MERIDEN — Local police, firefighters, dispatchers, ambulance personnel and a Good Samaritan will be honored Saturday during the city’s annual Public Safety Awards.
The awards will be given out by members of Meriden Kiwanis, Meriden Lions and Meriden Rotary clubs, as well as local and state officials.
First responders will be available before the Meriden Green ceremony on Saturday, demonstrating aspects of Meriden fire, police and EMS services starting at 4 p.m. The awards begin at 6 p.m., in conjunction with the Twilight Concert Series kickoff.
Fire Marshal Steve Trella will receive the Fire Division award in recognition of his 42 years of service. He will retire in October.
“It’s amazing how quickly it goes by,” Trella said. “You don’t think about it when you start a career.”
Trella, who started with the fire department in September 1978, has been a fire marshal for about 20 years.
A statement announcing the awards credits Trella for his advocacy for fire prevention and community risk reduction through the state Fire Code.
Several emergency dispatchers on duty during an April 11 plane crash on the athletic fields of Wilcox Technical High School will also be honored. Dispatchers Elizbethann Marotti, Censio Ramos, Andrea Lorenzetti, Mark Shackford and Robert Lechowicz will receive the emergency communications division award. The dispatchers worked together to coordinate emergency services across multiple departments and provide reassurance to numerous residents calling in to report power outages.
Emergency Communications Director Doree Price, who nominated the five dispatchers for the award, spoke of the challenges they faced after the single-engine plane struck high tension wires knocking out power to much of the city — including the emergency dispatch center. They showed extraordinary professionalism and poise as they coordinated with multiple agencies while fielding numerous calls from the public regarding the blackout and also making sure their own equipment was functioning properly on backup generator power.
“Of course the blackout made everything more complicated,” Price said.

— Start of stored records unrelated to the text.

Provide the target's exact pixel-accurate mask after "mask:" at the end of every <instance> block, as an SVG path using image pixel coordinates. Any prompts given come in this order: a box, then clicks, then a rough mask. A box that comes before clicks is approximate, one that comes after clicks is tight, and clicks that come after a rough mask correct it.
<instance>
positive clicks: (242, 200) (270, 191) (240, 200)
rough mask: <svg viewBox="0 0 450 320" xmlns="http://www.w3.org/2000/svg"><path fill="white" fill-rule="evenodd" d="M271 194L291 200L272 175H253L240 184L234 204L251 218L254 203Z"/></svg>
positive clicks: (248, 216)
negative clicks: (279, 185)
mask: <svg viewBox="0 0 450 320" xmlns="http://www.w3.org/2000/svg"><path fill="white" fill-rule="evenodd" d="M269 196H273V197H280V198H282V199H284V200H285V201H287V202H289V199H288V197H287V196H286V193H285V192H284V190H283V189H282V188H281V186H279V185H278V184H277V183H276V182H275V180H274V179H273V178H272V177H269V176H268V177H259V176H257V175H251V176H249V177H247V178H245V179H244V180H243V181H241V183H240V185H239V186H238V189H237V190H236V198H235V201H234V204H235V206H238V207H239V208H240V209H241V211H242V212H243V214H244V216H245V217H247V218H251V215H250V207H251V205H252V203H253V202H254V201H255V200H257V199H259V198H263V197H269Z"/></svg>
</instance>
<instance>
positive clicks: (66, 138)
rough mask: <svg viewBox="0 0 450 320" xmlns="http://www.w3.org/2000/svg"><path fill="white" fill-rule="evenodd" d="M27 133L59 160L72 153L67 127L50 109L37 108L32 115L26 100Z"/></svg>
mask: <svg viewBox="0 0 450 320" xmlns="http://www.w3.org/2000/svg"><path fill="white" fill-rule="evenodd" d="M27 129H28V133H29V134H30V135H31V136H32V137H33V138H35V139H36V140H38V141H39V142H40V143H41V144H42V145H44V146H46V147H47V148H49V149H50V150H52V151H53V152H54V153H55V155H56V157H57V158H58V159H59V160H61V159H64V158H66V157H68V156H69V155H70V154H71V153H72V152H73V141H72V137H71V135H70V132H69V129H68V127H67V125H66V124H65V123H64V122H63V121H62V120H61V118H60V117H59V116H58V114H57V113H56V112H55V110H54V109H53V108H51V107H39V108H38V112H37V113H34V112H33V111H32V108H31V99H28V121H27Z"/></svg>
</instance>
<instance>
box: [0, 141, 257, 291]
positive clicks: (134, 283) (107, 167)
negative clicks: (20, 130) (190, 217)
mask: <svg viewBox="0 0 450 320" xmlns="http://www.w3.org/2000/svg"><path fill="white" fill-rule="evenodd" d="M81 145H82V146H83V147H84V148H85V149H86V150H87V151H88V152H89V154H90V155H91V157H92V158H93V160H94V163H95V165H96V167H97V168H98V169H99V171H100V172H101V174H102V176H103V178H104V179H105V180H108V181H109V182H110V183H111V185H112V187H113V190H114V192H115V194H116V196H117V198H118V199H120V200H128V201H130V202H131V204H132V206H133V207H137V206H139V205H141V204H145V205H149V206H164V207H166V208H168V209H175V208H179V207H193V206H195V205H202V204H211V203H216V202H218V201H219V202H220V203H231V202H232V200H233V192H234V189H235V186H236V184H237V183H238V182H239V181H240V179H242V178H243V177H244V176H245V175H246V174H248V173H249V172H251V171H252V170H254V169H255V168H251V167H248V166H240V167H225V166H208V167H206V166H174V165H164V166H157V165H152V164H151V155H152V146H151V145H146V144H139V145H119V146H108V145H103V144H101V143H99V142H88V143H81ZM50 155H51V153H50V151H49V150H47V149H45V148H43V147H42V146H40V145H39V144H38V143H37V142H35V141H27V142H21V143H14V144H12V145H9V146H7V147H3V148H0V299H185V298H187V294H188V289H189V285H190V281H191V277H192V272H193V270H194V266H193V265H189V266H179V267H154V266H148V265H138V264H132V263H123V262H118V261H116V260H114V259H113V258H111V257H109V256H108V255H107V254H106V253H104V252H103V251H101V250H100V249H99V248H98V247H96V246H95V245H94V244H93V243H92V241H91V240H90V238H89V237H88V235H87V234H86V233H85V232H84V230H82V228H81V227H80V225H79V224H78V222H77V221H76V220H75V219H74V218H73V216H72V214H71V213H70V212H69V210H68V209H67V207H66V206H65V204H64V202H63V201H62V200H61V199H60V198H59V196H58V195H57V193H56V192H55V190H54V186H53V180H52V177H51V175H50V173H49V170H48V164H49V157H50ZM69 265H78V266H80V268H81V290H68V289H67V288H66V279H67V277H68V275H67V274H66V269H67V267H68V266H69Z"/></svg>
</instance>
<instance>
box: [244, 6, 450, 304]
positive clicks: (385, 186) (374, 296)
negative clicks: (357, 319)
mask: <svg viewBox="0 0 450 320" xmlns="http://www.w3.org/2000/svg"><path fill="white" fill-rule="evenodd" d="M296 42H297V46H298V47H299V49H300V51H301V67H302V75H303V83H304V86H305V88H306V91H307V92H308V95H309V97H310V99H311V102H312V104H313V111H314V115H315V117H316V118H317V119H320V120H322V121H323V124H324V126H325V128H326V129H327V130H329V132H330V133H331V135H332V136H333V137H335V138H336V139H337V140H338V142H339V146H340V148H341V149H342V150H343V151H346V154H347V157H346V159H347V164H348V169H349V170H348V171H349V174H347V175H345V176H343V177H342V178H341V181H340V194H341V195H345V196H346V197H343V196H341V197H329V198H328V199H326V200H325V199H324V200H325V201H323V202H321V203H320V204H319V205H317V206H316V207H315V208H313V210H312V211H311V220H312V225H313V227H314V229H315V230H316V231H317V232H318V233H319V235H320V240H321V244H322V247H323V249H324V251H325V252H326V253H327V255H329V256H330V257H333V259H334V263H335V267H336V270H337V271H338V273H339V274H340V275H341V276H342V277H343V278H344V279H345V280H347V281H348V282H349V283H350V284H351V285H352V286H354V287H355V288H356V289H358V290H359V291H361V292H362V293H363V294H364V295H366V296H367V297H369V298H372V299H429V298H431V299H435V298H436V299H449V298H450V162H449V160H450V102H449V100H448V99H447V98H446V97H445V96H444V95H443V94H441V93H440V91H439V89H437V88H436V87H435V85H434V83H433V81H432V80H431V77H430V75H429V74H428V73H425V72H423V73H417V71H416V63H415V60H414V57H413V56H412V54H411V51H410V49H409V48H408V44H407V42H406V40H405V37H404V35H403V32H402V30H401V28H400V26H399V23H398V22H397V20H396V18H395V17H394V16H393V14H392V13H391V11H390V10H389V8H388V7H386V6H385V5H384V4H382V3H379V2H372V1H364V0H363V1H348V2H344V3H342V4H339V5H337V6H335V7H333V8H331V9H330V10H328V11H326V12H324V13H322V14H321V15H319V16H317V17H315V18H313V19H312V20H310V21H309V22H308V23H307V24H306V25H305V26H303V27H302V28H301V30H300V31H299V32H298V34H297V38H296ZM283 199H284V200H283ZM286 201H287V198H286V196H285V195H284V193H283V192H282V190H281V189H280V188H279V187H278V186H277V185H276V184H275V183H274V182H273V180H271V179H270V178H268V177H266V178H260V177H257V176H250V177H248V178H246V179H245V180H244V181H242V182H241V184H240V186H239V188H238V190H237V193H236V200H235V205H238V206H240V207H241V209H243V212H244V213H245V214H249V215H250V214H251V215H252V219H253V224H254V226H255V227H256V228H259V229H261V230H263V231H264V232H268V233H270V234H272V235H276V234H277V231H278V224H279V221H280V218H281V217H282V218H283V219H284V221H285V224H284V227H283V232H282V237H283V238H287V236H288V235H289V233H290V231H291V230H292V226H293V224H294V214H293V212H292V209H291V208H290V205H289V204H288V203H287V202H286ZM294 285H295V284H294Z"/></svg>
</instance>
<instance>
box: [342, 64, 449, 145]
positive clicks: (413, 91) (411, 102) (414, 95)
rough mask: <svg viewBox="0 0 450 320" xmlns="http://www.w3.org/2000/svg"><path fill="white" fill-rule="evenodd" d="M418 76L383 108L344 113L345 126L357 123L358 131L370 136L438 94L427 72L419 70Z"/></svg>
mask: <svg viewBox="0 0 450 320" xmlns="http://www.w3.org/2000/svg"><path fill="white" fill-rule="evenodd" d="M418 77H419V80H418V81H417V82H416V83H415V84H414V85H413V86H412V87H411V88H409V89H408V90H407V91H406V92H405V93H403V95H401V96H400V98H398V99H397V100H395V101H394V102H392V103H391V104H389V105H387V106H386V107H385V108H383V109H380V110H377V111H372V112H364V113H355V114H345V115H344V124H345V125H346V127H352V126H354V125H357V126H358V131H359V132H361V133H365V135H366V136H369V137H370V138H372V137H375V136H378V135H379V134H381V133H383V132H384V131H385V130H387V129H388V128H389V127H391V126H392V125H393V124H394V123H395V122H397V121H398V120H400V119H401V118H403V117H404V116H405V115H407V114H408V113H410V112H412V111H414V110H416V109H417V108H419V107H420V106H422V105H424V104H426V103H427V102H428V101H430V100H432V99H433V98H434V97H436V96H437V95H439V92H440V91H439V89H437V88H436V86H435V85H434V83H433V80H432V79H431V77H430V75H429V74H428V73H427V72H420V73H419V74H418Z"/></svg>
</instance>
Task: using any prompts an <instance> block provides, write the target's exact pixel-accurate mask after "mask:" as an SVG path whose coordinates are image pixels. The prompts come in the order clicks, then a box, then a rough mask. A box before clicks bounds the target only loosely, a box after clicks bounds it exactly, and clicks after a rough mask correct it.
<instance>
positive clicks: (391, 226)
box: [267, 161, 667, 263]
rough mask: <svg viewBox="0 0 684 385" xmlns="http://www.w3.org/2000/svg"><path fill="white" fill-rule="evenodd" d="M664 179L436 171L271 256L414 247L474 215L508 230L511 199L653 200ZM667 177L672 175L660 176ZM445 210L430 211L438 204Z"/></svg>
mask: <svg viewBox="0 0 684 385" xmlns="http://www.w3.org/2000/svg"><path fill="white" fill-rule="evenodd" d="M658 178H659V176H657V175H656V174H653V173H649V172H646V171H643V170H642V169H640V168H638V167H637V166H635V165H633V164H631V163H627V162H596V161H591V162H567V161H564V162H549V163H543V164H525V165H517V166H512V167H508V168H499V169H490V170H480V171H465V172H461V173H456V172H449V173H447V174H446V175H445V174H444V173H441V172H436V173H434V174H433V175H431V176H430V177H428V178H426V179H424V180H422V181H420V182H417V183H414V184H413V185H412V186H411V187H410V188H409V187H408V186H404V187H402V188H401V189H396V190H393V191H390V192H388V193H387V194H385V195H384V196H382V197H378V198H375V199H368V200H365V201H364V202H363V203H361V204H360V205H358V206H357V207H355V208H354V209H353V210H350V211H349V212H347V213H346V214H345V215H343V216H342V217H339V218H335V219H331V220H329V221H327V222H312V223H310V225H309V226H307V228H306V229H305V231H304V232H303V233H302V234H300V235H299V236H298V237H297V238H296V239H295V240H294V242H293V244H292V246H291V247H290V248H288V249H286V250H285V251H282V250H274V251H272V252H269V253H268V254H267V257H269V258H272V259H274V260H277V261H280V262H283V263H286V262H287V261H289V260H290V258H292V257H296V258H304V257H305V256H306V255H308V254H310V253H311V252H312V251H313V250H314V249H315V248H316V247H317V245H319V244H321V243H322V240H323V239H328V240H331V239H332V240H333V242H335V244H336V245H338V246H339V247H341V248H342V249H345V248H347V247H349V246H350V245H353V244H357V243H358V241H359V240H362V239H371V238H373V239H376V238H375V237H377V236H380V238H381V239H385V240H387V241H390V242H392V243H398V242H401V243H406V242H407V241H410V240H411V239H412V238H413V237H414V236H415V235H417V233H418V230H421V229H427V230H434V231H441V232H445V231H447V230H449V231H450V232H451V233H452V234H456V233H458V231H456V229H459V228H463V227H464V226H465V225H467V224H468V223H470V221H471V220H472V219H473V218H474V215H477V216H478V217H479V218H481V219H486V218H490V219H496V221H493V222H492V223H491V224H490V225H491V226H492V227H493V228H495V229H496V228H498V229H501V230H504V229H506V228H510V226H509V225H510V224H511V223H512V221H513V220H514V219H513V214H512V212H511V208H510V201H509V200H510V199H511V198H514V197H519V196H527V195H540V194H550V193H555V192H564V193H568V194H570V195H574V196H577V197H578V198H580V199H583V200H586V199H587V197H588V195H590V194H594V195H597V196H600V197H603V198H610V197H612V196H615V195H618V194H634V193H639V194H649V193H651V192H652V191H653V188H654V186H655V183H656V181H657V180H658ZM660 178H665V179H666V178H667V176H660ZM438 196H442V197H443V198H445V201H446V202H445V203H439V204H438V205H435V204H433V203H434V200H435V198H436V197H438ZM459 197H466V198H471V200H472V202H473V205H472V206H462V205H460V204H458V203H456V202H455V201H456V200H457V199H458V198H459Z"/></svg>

The team that night varied in experience level, Price added. Lorenzetti, the supervisor, has 27 years on the job, Ramos is an 18-year veteran and Marotti has been there for 15 years. Shackford has been on the job for two years while Lechowicz started in February and was still training when the crash occurred.
“They all pulled together as a cohesive unit and did a really great job,” Price said.
Police Detective Kevin Ieraci is receiving the police division award in recognition of his work in the Crime Suppression Unit and for starting a secret Santa program at the city’s homeless shelter, Shelter NOW.
"Every year he finds out how many children are at the shelter. He purchases presents, wraps them, and delivers them to the shelter. The presents are given to the children on Christmas morning as a gift from Santa,” ceremony organizers said.
Ieraci initially paid for all the gifts himself, but has started taking some donations, still paying for a large portion of the cost.
The Dan M. Hunter Good Samaritan Award will be given to Jaelin Highsmith for donating a part of his liver to a Hamden 19-year-old in need of a transplant.
The Meriden resident and Platt High School graduate said he heard about Madison Ricci’s story from a friend in a group chat and felt compelled to help. He decided to call the hospital to see if he was able to donate. Doctors told him the chances of being a specific match were just 5 percent.
“I wanted to try and go through the process and the steps,” Highsmith said. “It came to the point where I found out that I was a perfect match.”
Highsmith underwent seven hours of surgery and experienced complications during his recovery but reported feeling better back in April.
The two met for the first time at Ricci’s home during an emotional live segment on ABC’s “Good Morning America.”
Emergency medical dispatcher Sarah Esposito, paramedics Stephen Van Dyke and Jarrod Clark and EMT Michael Cafano of Hunter’s Ambulance were selected for the medical services division award.
On March 24, Esposito received a 911 call about an 81-year-old man who was having a heart attack. She “used her skills to control the conversation,” and to “calm and focus the caller so they would be able to provide lifesaving assistance to their loved one until first responders arrived,” award organizers said.
She directed that the patient be moved to the floor from the bed and that chest compressions be administered. Family members provided chest compressions for three minutes under Esposito’s direction before the Meriden Fire Department and a Hunter’s EMS team arrived and took over within four minutes.
Cafano, Van Dyke and Clark “established advanced life support measures” and in the course of CPR the patient’s heart began to beat on its own and he began to breathe again. He regained consciousness and was able to respond to verbal commands by blinking his eyes when asked to do so.
The patient was transported to MidState Medical Center where he continued to improve.